Magana, an electrician who is challenging Broersma for the Position 2 seat, said rising crime and the city’s lack of support for its police officers prompted him to run.
“Sunnyside’s crime problem has not been solved. Especially in the last couple of years, Sunnyside has seen a dramatic resurgence in all crime categories,” Magana wrote. “Statistically, Sunnyside has reached the top spot for motor vehicle thefts per capita with one of the highest rates in the nation. CrimeGrade.org recently gave Sunnyside an overall crime grade of F and NeighborhoodScout.com stated “With a crime rate of 37 per 1,000 residents, Sunnyside has one of the highest crime rates in America compared to all communities of all sizes — from the smallest towns to the very largest cities.”
“Which makes the current City Council’s diminishing support for our police the more disconcerting. Over the past 5 years, the city has chosen to take the most contentious stances in their negotiations with the police unions. In addition, it has actively discouraged the use of many of the problem-oriented strategies that proved so successful in Sunnyside.
“The fallout from these obstructive policies are compounded when our most veteran officers — those who were at the forefront of implementing Sunnyside’s effective community outreach and gang mitigation programs that tackled a similar surge in 2007 — become frustrated and take their skills to other communities or seek earlier retirement.
“The past decade has shown us that with sufficient resources supporting the right people implementing the proper strategies, it is possible to significantly reduce Sunnyside’s crime problem.
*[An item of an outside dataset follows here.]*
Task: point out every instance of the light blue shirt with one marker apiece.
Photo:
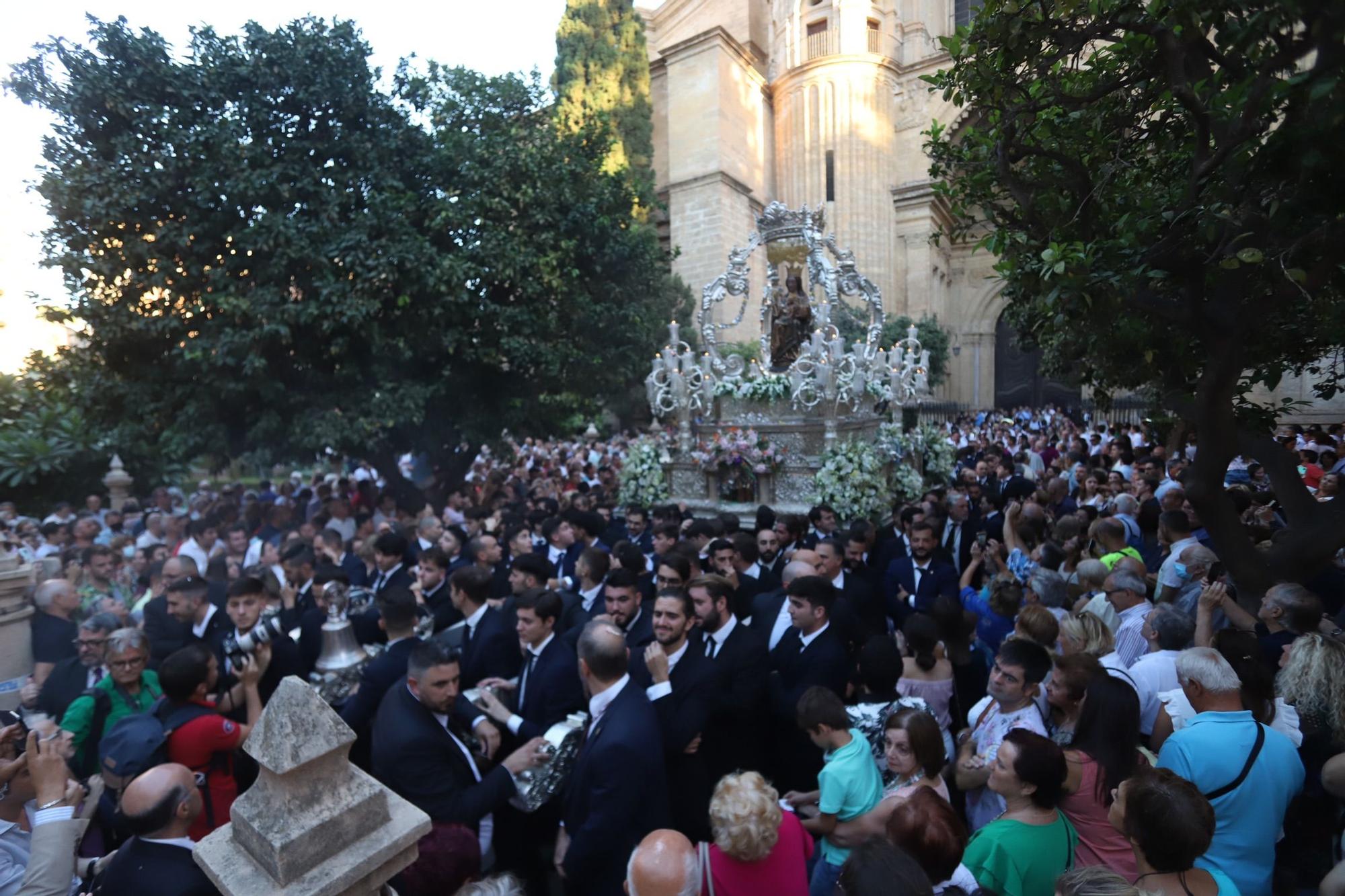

Unfortunately, the dramatic resurgence of criminal activity over the past couple of years has also shown us that this possibility will never be realized until we change the thinking that controls our City Council.”
Dimas, one of two Position 4 candidates, said if elected, she will work to “find common ground to make Sunnyside a much more united and inclusive place for all.”
“There’s a huge disconnect between the City of Sunnyside and its constituents,” Dimas wrote. “To begin fixing this issue as well as building trust and engagement with my community, I plan on continuing my current bilingual communications, attending local events, implementing frequent newsletters, community forums, surveys, staying active on social media, and making time for any and all individuals who want to talk to me one-on-one.”
Dimas said her goals if elected include the revitalization of the Sunnyside Chamber of Commerce, support for small businesses, government accountability and complete transparency, improving parks and recreational activities for our youth, and more community engagement through increased communications and a variety of community events.
Ripley, the second Position 4 candidate, said she has been attending City Council meetings for about 12 years, and as someone born and raised in Sunnyside, is interested in what’s going on in her community.
“Homelessness is a problem in Sunnyside … both animals and people. I will see what I can do to help those situations,” Ripley wrote. “Sunnyside is my hometown. I just want to do what’s best for the community.”